As co-founder and president of LACEA (Latin American and Caribbean Economic Association), she played a pivotal role in the creation and consolidation of the leading association of economists focused on Latin America, the launching of LACEA's journal Economia and the organization of LACEA's Network on Inequality and Poverty. She is affiliated with the Inter-American Dialogue, the Earth Institute and the Institute of Development Studies.

From 2001 to 2005, she served as rector of the University of the Americas (UDLAP) in Puebla, Mexico. She is also a Non-Resident Senior Fellow & a Project Director for the Commitment to Equity at the Inter-American Dialogue.

In 2016 Lustig received the Lawrence M. v. D. Schloss Prize for Excellence in Research.

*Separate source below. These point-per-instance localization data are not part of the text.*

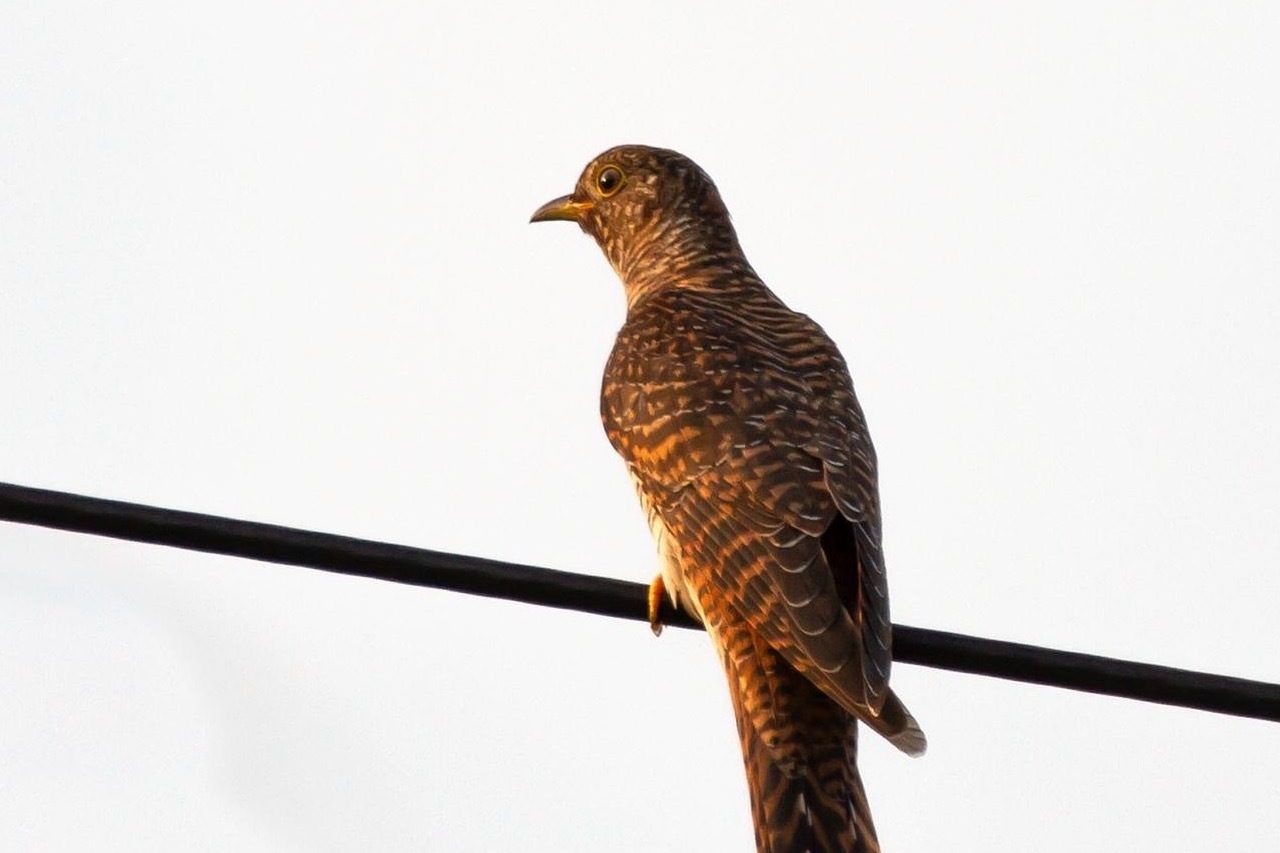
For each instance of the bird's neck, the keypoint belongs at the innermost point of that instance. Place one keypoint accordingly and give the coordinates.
(679, 254)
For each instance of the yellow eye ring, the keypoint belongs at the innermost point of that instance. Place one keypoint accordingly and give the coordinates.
(609, 181)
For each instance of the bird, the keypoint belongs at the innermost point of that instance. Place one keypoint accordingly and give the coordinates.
(750, 455)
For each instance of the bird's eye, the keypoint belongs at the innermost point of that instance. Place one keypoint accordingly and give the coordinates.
(609, 181)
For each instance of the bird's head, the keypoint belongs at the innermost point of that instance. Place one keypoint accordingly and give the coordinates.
(656, 214)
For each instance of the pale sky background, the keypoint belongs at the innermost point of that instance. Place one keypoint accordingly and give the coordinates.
(272, 260)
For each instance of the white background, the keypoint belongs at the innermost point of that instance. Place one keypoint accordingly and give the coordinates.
(272, 260)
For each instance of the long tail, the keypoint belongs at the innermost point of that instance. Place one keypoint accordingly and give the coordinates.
(800, 753)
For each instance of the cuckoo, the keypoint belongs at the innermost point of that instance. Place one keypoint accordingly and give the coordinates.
(739, 425)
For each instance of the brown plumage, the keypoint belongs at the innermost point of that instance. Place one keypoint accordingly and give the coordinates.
(737, 422)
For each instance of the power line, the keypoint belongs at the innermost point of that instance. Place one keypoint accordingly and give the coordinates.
(607, 597)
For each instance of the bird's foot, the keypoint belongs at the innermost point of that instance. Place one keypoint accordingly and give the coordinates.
(657, 591)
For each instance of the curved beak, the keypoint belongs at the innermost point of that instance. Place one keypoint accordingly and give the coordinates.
(563, 208)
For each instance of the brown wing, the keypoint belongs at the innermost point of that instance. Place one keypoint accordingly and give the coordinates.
(739, 420)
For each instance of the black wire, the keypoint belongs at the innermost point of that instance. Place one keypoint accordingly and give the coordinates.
(607, 597)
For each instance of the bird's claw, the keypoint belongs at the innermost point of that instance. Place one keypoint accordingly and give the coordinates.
(657, 591)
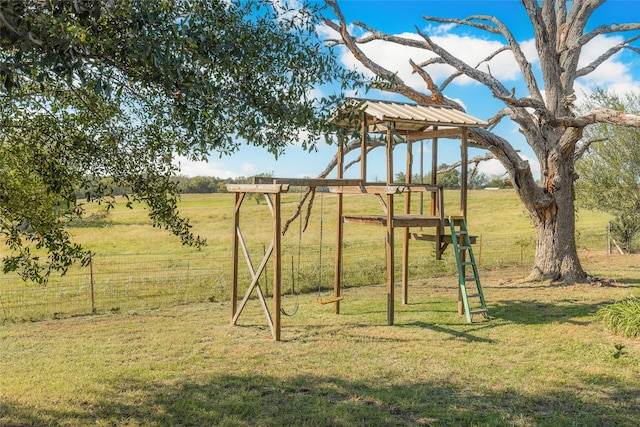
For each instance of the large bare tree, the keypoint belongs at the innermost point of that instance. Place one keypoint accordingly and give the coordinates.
(544, 113)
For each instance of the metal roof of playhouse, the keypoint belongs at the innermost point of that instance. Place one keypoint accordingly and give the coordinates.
(407, 117)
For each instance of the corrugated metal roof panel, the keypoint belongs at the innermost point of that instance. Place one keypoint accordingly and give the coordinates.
(413, 116)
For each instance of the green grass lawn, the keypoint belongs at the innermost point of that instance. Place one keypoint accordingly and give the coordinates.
(543, 358)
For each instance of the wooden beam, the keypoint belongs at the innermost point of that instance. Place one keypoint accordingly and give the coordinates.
(258, 188)
(304, 182)
(435, 133)
(337, 278)
(464, 160)
(363, 148)
(277, 266)
(390, 233)
(405, 240)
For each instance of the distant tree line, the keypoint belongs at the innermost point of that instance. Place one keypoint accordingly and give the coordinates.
(451, 179)
(184, 185)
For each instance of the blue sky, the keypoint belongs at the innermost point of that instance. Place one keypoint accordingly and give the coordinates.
(621, 73)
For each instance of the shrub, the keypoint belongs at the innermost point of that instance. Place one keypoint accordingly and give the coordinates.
(623, 318)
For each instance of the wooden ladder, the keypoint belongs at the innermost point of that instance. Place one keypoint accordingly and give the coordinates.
(462, 247)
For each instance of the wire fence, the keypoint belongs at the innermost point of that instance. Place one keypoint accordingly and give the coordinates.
(129, 283)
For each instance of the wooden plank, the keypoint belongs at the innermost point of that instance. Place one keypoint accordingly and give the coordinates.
(337, 278)
(304, 182)
(398, 220)
(434, 238)
(257, 188)
(368, 189)
(277, 267)
(436, 133)
(390, 263)
(365, 219)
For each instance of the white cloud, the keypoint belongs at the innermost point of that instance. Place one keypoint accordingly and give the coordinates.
(201, 168)
(493, 167)
(395, 57)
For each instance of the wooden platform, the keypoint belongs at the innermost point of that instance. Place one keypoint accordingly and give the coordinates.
(399, 221)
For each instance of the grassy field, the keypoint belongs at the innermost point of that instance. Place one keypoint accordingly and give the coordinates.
(543, 358)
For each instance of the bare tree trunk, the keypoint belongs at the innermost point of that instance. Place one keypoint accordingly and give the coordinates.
(553, 217)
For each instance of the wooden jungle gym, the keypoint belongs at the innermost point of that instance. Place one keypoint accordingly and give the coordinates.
(393, 120)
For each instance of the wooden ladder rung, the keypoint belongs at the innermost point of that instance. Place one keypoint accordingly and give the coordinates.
(330, 300)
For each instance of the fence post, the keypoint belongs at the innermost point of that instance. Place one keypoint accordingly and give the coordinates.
(93, 301)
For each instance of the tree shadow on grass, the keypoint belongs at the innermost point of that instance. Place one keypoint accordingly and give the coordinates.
(455, 333)
(257, 400)
(535, 312)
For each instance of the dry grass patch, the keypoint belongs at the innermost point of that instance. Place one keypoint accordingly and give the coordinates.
(543, 359)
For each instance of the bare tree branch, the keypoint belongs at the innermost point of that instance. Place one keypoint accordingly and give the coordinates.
(584, 147)
(608, 54)
(499, 28)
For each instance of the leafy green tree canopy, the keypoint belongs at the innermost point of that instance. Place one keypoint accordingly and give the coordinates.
(92, 89)
(610, 168)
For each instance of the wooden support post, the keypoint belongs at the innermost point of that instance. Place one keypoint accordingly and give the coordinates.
(434, 170)
(390, 238)
(363, 149)
(405, 240)
(435, 202)
(337, 280)
(422, 176)
(277, 266)
(464, 155)
(234, 254)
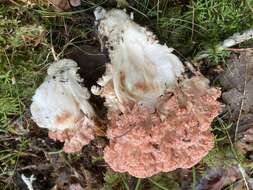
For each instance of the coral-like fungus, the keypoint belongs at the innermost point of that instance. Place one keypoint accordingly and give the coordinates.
(175, 136)
(61, 105)
(156, 124)
(141, 68)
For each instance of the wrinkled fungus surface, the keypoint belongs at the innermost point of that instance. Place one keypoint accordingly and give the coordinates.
(74, 138)
(61, 104)
(175, 136)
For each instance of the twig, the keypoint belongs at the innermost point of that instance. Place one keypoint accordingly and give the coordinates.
(242, 102)
(233, 40)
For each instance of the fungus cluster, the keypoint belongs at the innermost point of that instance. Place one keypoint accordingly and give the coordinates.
(158, 119)
(61, 105)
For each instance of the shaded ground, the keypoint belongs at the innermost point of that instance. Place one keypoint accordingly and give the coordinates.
(33, 36)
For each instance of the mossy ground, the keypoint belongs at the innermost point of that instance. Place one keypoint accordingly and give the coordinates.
(32, 36)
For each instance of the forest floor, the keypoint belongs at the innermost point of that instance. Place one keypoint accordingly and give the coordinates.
(33, 34)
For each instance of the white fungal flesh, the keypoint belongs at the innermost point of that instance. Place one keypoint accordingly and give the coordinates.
(61, 101)
(142, 68)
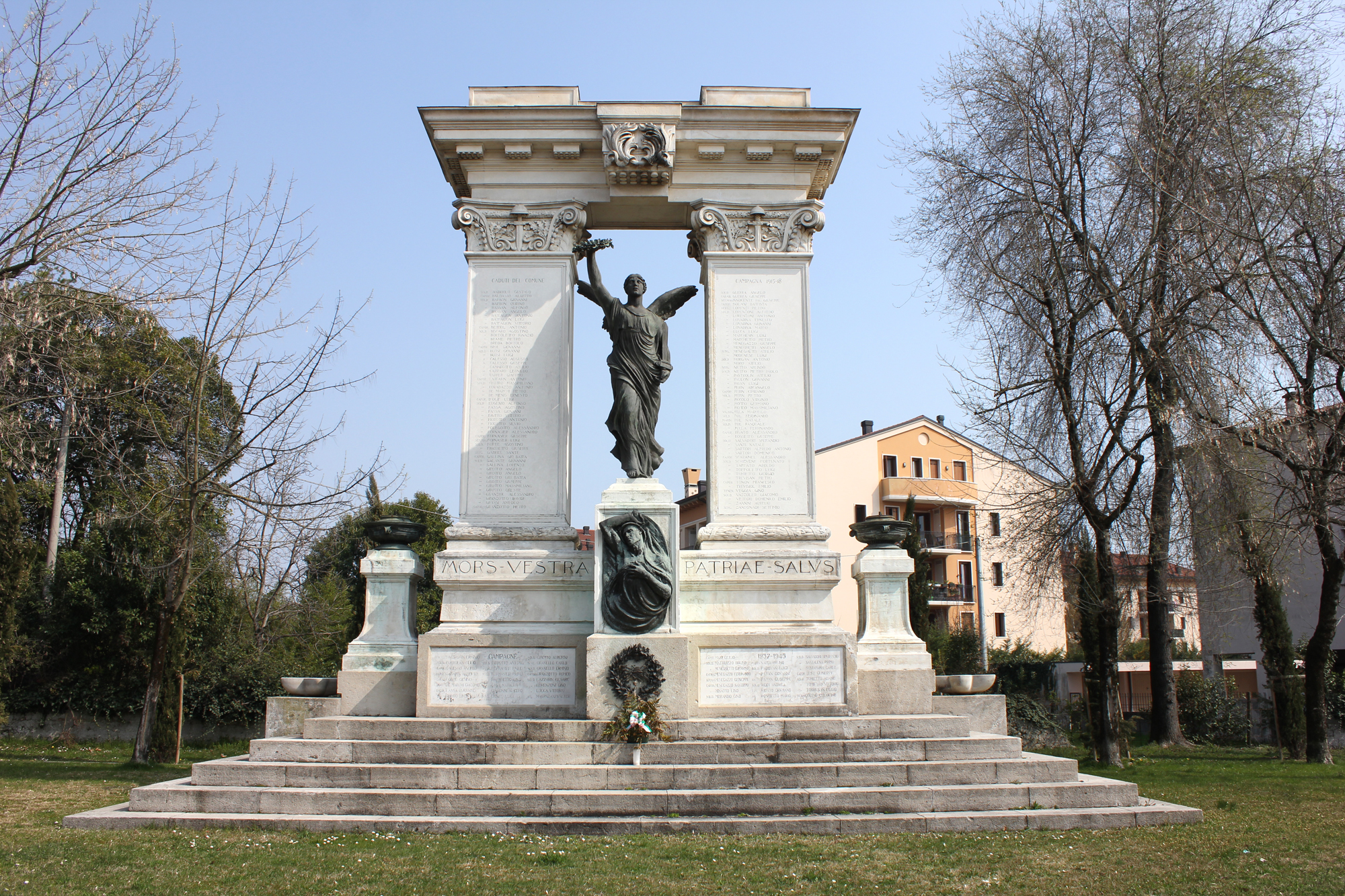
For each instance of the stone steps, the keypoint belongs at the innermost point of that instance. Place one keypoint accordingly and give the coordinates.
(243, 772)
(866, 774)
(1147, 814)
(691, 752)
(687, 729)
(184, 797)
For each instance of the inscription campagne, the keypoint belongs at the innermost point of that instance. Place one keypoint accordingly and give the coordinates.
(763, 567)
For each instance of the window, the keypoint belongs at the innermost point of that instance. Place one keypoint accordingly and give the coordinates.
(689, 536)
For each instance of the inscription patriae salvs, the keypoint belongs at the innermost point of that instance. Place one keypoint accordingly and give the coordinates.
(824, 567)
(513, 568)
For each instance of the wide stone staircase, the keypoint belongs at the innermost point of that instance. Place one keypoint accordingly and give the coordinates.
(861, 774)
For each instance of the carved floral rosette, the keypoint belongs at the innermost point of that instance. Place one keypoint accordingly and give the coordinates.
(501, 227)
(640, 153)
(740, 228)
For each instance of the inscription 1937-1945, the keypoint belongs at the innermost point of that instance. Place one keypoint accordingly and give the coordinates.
(761, 567)
(446, 568)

== Selected publications ==

=== Books ===
- Lustig, Nora (1998). "Mexico the remaking of an economy"
- Lustig, Nora (1995). "Coping with austerity: poverty and inequality in Latin America"
- "Labor markets in Latin America combining social protection with market flexibility" (1997)
- Lustig, Nora (2001). "Shielding the poor: social protection in the developing world"
- Lustig, Nora (2005). "The microeconomics of income distribution dynamics: in East Asia and Latin America"
- "Declining inequality in Latin America: a decade of progress?" (2010) Table of contents. Sample chapter. Available online.

=== Tulane economics working paper series ===
Papers for Tulane economics working paper series, Tulane University.
- Lustig, Nora (2009). "Coping with rising food prices: policy dilemmas in the developing world"
- Lustig, Nora (2011). "The rise and fall of income inequality in Latin America"
- Lustig, Nora (2011). "The knowledge bank and poverty reduction"
- Lustig, Nora (2011). "Latin America's economic challenges: lessons for emerging economies"
- Lustig, Nora (2011). "Inequality and poverty under Latin America's new left regimes"
- Lustig, Nora (2011). "The decline in inequality in Latin America: how much, since when and why"
- Lustig, Nora (2011). "Declining inequality in Latin America: some economics, some politics"
- Lustig, Nora (2011). "Scholars who became practitioners: the influence of research on the design, evaluation and political survival of Mexico's anti-poverty program Progresa/Oportunidades"
- Lustig, Nora (2011). "Multidimensional indices of achievements and poverty: what do we gain and what do we"
- Lustig, Nora (2011). "Commitment to Equity Assessment (CEQ): a diagnostic framework to assess governments' fiscal policies handbook"
- Lustig, Nora (2011). "Fiscal policy and income redistribution in Latin America: challenging the conventional wisdom"
- Lustig, Nora (2012). "The rise and fall of income inequality in Mexico, 1989–2010"

=== Other articles and papers ===
- Lustig, Nora (2000). "Crises and the poor: socially responsible macroeconomics" Pdf.
- Lustig, Nora (2001). "Life is not easy: Mexico's quest for stability and growth" Pdf.
- Lustig, Nora (2008). "Thought for food: the challenges of coping with soaring food prices" Pdf.